In a game illustrating the worst that the Western Oval wind could offer, Footscray defeated Fitzroy in a close game, 14.9 (93) to 13.7 (85), in Round 10, 1964 – of the total of 178 points scored in the game, only 7 were scored against the wind. When Footscray played Fitzroy in Round 17, 1927, only 6 of 173 points were kicked against the wind. In 1948's Footscray versus Geelong game, only 2 of the 58 scoring shots were made into the wind. The wind was so fierce that when the Geelong full-back, Bruce Morrison, kicked the ball off after Footscray had scored a behind, the ball floated back over his head and went through the goals. The goal umpire signalled a "forced behind". While these are extreme examples, it was common to see no more than two or three goals kicked into the wind, while 14 or 15 would be scored at the other end.

==Community use==
Post-use as a VFL/AFL stadium, the Whitten Oval is now primarily used as the training ground for the Western Bulldogs.

A number of local community groups, schools and sporting organisations utilise the ground; particularly because of its close proximity to the Melbourne CBD and local transport. The ground also plays host to a variety of commercially oriented tenancies, including retail (The Western Bulldogs merchandise shop, Bulldogs Central) and health (Physioplus Footscray). It also headquarters the WMR (Western Metropolitan Region) division of DEECD, which oversees all government schools in Melbourne's West.

The Victorian Women's Football League (VWFL) utilised the ground for games and finals until its demise as a competition in 2015. Other local groups have utilised the facility on numerous occasions, including the Rec Footy competition and the Bulldogs Family Day.

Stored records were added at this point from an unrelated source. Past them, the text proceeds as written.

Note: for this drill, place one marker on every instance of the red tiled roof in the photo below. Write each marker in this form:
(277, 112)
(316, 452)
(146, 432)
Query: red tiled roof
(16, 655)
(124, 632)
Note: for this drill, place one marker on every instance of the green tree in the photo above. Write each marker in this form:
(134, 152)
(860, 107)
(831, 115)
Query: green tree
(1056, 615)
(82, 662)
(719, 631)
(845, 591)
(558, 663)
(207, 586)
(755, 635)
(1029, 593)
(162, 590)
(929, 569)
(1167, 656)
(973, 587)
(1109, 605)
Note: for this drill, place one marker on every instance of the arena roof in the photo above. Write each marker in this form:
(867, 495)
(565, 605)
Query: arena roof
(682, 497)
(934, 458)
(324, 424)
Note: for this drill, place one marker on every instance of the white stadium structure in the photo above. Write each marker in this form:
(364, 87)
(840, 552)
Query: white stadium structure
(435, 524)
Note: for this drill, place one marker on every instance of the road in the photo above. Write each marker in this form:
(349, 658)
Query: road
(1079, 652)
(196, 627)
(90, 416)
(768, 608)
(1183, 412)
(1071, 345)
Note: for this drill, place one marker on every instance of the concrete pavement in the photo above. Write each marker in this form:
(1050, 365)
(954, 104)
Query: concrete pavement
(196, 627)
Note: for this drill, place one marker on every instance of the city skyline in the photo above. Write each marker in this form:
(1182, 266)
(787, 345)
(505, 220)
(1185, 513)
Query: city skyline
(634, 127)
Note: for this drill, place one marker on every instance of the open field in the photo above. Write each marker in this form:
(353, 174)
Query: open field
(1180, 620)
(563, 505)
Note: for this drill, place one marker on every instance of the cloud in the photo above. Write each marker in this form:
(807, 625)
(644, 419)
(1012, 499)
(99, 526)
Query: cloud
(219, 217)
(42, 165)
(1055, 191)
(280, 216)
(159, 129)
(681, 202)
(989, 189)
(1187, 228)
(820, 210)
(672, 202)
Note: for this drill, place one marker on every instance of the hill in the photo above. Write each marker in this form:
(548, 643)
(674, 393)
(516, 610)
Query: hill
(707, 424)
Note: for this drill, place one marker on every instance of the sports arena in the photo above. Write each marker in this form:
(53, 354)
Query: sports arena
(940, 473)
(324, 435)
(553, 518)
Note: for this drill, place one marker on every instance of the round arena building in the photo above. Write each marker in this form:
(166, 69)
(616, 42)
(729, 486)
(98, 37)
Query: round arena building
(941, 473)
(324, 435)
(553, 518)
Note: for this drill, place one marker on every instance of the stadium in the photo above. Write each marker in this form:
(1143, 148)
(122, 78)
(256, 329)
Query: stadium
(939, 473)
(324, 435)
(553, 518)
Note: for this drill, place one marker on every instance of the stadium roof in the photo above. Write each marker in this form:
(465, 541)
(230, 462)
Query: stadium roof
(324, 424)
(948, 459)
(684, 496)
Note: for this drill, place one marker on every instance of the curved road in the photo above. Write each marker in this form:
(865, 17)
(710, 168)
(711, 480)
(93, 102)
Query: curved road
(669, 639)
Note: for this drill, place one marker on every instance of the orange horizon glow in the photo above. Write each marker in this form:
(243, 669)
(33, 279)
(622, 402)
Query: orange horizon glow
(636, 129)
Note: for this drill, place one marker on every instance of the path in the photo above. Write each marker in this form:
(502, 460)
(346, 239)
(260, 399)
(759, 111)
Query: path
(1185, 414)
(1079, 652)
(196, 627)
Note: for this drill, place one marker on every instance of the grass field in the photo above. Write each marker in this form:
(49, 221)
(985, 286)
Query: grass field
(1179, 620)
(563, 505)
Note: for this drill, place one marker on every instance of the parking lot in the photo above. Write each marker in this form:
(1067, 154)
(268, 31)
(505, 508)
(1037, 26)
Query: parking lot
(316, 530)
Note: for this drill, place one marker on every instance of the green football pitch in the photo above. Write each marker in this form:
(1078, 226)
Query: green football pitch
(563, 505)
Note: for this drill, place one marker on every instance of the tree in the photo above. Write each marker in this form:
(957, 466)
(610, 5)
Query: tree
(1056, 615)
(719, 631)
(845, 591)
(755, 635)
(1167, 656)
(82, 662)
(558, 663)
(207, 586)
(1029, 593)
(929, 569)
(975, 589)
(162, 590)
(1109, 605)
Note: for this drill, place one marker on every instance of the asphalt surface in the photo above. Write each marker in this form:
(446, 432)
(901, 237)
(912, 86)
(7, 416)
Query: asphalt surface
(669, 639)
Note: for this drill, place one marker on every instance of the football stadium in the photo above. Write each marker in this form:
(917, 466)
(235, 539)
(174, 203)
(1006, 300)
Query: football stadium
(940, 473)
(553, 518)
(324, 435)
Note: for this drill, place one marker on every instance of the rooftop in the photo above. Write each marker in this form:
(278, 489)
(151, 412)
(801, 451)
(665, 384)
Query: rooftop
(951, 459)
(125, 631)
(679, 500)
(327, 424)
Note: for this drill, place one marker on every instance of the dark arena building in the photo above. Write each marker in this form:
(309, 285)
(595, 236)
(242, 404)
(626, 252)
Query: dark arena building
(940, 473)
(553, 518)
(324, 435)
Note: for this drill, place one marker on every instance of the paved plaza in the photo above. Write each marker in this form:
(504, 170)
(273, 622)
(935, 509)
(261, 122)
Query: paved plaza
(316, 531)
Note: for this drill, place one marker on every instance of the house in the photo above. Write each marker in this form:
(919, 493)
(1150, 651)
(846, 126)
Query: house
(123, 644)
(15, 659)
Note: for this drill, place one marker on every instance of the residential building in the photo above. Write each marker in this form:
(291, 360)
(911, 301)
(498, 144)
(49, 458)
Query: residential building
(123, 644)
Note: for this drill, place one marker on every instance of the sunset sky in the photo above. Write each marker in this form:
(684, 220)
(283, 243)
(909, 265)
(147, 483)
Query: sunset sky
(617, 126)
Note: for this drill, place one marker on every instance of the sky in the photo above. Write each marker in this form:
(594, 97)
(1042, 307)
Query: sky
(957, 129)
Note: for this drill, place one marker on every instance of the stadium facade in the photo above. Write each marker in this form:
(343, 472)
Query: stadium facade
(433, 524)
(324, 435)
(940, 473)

==Footscray Cricket Club==
The ground ceased to be a used as a regular cricket venue at the end of 1996. From 1893 until December 1996, it was the home of the Footscray Cricket Club, which played in the Victorian district/premier cricket competition. From 1997, the club moved to the Mervyn G. Hughes Oval in northern Footscray.

==Transport==
Whitten Oval is serviced by West Footscray railway station and local bus lines.

==Trivia==
- Fifteen Canary Island date palm trees line the footpath north of the oval, facing Barkly Street.
- Of the 15 palms that line the reserve's northern border, 10 are south of the entrance to Whitten Avenue and five are north of the entrance.
- Behind the palms, to the north of the entrance, is the Lions Club of Footscray Memorial Playground.
- In 1937 the oval was used to host the first interclub Trugo match with Yarraville coming out victors over Footscray by 7 goals.
- The Western Oval was the home ground of the Footscray Trugo Club from 1937 until 1940 when the club moved to purpose-built facilities in Buckly Street.